What would happen if a terrible misfortune (health or financial) happened to you or a loved one? A misfortune that resulted in you needing to sell your practice in a hurry…
Your practice may provide a great income for you and your family while you are working in it. It may be worth a significant amount of money if it were to be sold under normal conditions. However, if you or your family ever need to realise the value of your business fast…a different kind of valuation kicks in, one where every delay could mean a reduced valuation and unnecessary financial hardship for you and your family.
As such, your Escape Velocity – the speed with which you could sell your business – is a concept that every business owner should be aware of and try to increase wherever possible, so that there aren’t avoidable delays if they needed to sell.

Here are 4 easy ways that every veterinary practice owner can increase their Escape Velocity from their vet practice.

1. Get a will
If you somehow disappeared tomorrow and your family needed to sell your practice in your place…could they? Could they hire a locum to keep the business going while it was sold?
The speed with which they are able to do either of these things lies in:
– you having a will AND
– them being able to find it.
I have frequently tried to help families going through the worst of times sell their practice, only to find that there were unnecessary and costly delays due to the legal process that needs to be followed if a person passes away without a will.

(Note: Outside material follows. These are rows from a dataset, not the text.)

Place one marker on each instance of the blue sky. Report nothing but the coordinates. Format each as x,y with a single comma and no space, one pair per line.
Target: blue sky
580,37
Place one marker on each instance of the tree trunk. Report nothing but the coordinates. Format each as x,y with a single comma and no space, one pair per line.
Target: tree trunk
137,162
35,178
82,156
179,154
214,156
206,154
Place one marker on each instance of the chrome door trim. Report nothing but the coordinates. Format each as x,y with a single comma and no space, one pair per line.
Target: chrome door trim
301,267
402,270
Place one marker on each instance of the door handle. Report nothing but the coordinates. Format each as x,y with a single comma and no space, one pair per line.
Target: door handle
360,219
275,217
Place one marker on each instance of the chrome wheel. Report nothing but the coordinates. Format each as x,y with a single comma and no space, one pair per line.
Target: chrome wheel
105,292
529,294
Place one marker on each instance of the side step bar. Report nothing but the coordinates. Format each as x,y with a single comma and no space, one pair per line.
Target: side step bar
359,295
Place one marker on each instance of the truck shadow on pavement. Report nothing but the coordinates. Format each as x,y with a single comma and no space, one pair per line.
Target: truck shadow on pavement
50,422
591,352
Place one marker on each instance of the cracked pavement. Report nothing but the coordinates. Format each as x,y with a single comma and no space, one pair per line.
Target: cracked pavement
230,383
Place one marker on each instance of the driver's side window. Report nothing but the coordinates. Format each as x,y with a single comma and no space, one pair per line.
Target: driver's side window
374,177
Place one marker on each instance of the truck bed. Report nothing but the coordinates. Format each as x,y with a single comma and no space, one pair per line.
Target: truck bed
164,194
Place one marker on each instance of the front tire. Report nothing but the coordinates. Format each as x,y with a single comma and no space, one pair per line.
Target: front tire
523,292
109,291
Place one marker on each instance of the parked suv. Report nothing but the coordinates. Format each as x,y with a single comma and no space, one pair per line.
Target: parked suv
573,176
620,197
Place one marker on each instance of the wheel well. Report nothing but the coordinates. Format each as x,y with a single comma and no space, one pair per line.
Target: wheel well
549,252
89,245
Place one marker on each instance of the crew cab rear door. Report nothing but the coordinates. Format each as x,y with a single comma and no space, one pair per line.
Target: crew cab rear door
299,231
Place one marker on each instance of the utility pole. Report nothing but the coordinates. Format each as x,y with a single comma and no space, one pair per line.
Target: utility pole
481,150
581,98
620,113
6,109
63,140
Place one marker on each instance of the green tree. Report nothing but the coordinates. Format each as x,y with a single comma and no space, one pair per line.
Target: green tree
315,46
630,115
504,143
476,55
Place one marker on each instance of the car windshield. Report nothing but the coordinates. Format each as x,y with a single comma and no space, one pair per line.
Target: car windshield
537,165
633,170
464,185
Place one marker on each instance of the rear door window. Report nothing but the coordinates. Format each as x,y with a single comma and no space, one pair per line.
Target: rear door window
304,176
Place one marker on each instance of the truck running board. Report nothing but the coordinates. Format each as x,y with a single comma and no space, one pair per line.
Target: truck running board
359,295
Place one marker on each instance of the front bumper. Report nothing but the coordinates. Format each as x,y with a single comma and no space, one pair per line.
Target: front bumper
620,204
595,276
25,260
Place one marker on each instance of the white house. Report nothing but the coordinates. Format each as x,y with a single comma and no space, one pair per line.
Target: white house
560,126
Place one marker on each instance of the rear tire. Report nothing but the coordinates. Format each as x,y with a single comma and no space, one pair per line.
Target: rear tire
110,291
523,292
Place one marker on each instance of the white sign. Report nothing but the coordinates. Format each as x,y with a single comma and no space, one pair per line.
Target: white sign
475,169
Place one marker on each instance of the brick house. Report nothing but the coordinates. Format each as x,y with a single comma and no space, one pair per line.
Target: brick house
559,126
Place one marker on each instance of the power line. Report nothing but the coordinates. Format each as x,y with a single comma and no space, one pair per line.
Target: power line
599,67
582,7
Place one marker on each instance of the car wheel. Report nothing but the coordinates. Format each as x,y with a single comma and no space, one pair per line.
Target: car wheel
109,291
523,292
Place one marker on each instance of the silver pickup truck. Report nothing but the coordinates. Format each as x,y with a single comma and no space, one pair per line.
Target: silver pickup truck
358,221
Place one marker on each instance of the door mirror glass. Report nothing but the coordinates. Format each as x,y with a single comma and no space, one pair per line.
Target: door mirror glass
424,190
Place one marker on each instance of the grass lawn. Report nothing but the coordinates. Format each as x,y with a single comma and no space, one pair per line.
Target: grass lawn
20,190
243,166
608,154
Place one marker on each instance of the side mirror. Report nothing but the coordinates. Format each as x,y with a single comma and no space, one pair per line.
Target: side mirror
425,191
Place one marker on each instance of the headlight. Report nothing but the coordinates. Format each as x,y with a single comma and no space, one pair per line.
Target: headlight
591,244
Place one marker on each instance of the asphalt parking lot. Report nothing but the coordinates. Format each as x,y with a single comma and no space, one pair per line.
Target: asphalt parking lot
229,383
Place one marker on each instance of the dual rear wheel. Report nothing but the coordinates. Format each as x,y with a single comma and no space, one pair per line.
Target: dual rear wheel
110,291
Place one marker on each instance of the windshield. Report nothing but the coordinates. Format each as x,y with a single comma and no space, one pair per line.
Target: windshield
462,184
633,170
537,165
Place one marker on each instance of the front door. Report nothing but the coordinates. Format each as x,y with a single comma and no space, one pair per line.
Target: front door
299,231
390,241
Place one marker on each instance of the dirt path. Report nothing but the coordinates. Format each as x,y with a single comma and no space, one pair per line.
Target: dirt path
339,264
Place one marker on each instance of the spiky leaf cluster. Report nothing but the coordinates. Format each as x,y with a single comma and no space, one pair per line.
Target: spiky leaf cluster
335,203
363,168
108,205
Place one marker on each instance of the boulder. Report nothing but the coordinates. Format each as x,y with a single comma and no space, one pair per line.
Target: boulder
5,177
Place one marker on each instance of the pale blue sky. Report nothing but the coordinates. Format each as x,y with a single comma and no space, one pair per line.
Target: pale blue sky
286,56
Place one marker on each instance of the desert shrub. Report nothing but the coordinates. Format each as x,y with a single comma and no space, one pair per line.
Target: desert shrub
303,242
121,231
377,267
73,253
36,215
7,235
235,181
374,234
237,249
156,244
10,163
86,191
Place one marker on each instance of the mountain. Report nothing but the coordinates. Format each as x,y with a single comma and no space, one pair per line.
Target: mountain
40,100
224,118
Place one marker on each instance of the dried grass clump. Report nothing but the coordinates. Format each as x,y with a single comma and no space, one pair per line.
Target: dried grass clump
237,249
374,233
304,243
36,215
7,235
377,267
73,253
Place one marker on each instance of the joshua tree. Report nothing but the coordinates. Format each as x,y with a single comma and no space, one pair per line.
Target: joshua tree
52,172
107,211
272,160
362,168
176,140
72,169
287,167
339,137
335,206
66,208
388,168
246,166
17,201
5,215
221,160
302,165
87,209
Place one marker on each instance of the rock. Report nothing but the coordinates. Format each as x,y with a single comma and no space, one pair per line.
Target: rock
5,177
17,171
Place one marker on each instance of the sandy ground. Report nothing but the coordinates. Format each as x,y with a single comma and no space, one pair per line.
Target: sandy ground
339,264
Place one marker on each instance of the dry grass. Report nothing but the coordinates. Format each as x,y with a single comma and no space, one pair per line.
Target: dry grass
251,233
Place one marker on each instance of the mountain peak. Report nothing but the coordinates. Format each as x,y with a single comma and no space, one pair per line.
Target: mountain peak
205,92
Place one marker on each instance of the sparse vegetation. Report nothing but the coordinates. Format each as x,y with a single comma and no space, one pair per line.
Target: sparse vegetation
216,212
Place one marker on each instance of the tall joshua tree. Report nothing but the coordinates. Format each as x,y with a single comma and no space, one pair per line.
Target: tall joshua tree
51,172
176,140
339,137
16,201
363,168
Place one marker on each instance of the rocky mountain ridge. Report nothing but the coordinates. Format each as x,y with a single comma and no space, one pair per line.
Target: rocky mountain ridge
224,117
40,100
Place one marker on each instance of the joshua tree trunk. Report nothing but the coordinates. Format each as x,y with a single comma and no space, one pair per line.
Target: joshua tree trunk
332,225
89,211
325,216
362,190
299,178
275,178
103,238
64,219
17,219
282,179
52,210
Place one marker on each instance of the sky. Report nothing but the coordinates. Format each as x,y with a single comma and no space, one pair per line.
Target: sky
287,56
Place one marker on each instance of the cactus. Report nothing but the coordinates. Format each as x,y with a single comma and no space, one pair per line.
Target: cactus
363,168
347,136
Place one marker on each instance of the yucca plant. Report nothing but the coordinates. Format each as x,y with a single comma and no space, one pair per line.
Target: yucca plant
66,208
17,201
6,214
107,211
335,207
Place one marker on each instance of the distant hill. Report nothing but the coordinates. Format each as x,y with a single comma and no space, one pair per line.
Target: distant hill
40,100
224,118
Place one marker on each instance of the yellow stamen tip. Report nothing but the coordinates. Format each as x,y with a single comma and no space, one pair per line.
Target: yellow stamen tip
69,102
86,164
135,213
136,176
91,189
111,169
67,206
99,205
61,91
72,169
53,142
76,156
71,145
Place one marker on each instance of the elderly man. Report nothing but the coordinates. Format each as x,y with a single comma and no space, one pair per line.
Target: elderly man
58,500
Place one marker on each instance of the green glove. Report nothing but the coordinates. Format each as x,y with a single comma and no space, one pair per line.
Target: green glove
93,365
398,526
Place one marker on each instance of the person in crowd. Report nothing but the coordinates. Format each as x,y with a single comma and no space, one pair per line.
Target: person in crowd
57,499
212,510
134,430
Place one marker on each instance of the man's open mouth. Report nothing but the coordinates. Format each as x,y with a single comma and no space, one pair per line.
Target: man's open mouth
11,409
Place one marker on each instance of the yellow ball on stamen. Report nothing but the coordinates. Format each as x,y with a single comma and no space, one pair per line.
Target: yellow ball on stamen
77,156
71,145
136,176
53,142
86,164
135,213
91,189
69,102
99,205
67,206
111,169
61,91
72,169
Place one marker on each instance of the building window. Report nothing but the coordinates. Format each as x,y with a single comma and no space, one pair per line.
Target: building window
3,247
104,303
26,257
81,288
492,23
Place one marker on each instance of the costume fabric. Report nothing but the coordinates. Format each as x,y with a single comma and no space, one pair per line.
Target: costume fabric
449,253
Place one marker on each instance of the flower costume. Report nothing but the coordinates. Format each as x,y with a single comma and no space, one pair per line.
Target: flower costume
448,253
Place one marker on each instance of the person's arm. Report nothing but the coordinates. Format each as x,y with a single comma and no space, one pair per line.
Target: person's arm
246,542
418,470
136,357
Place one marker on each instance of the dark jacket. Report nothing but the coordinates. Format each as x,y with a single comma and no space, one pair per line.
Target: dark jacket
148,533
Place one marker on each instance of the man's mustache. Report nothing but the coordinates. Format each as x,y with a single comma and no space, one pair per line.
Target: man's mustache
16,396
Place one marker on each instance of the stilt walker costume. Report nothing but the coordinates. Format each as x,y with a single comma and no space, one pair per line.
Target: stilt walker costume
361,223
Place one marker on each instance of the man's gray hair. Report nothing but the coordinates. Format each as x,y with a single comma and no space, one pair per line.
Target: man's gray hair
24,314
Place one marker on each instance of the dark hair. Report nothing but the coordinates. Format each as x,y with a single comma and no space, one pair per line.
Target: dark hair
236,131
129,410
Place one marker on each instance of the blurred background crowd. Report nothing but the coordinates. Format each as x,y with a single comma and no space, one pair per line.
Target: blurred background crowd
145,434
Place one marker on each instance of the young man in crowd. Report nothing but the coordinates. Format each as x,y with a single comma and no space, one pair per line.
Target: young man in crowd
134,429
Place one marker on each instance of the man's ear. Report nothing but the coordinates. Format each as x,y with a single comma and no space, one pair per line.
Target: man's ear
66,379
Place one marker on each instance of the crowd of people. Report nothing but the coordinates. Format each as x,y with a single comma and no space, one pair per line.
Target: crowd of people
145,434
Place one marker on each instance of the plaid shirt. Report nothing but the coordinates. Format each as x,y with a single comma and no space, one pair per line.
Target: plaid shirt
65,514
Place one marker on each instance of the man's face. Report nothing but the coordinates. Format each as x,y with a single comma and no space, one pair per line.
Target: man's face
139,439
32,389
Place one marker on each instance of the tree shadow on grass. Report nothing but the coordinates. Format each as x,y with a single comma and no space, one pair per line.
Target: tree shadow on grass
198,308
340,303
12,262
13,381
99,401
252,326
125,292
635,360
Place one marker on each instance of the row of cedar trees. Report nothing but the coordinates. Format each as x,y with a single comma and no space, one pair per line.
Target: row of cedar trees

2. Make sure that you have a long, transferable lease on your premises at all times
Ideally, a veterinary practice buyer will want approximately 10 secure years on the premises lease when they buy.

Having at least 5-10 secure and transferable years on your premises lease at all times means, that if you need to sell unexpectedly, your practice sale will not be held up by a buyer negotiating a longer lease with the landlord.

3. Have a good commercial lawyer with veterinary practice experience
A veterinary practice sale is a complex transaction with over a hundred moving parts.
The speed and ease with which a lawyer works through these variables will have everything to do with their expertise and experience in this area.
This isn’t the time to use a lawyer that helped your family with immigration, conveyancing or divorce, who says, “they do a bit of everything”. This isn’t the time to use your cousin or brother-in-law who always gives you free legal advice. This is the time to use a commercial lawyer, preferably one that has handled veterinary practice transactions.
It isn’t uncommon for a lawyer who is inexperienced with business sales and/or the veterinary profession to waste time:
– investigating industry norms like remuneration, restraints of trade, appropriate zoning on premises, transfer of health fund status, radiation license, etc.
– asking for unreasonable or uncommercial terms because they don’t appreciate the intricacies of the vet industry.

4. Get regular practice appraisals
Getting regular appraisals of your practice will have several benefits if you need to sell quickly.
Firstly, and perhaps the most obvious reason, is that it will ensure that you are able to confidently ask for a price that is reasonable and achievable.

Secondly, and perhaps less obvious, is that it will ensure that your financials are clear. In our line of work, we see a lot of veterinary practice accounts and, unfortunately, probably less than 10% of those that we see are clear enough for a valuer, bank or buyer to assess.

We often find:
• Expenses put into non-specific/non-descript expense categories, which are a shorthand that makes sense to the person doing it, but not to outsiders (like prospective purchasers, or their financial advisers).
• Expenses unallocated and put into catch-all categories like “general expenses” or “miscellaneous”.
• Capital purchases mixed in with normal ongoing expenses diluting the profit (e.g., computers mixed in with internet and software subscriptions, equipment mixed in with consumables).
• Personal expenses may be mixed into the financials, diluting the profit of the practice (e.g., personal insurances mixed in with practice insurances, personal mobile phone and travel mixed in with those of the business). **
• Sometimes, other financial interests may be going through the same financial entity (investment property, other practices or businesses run out of the same ABN).
• The owner of the practice is also the owner of the real estate and doesn’t know what the market rate rent would be if someone bought the practice but not the real estate.

All of this takes time to clarify and get to the bottom of. Getting regular appraisals done by an independent professional valuer will flush out the above complications and eliminate weeks of work that your accountant, a buyer and their bank will need to do when they assess your practice.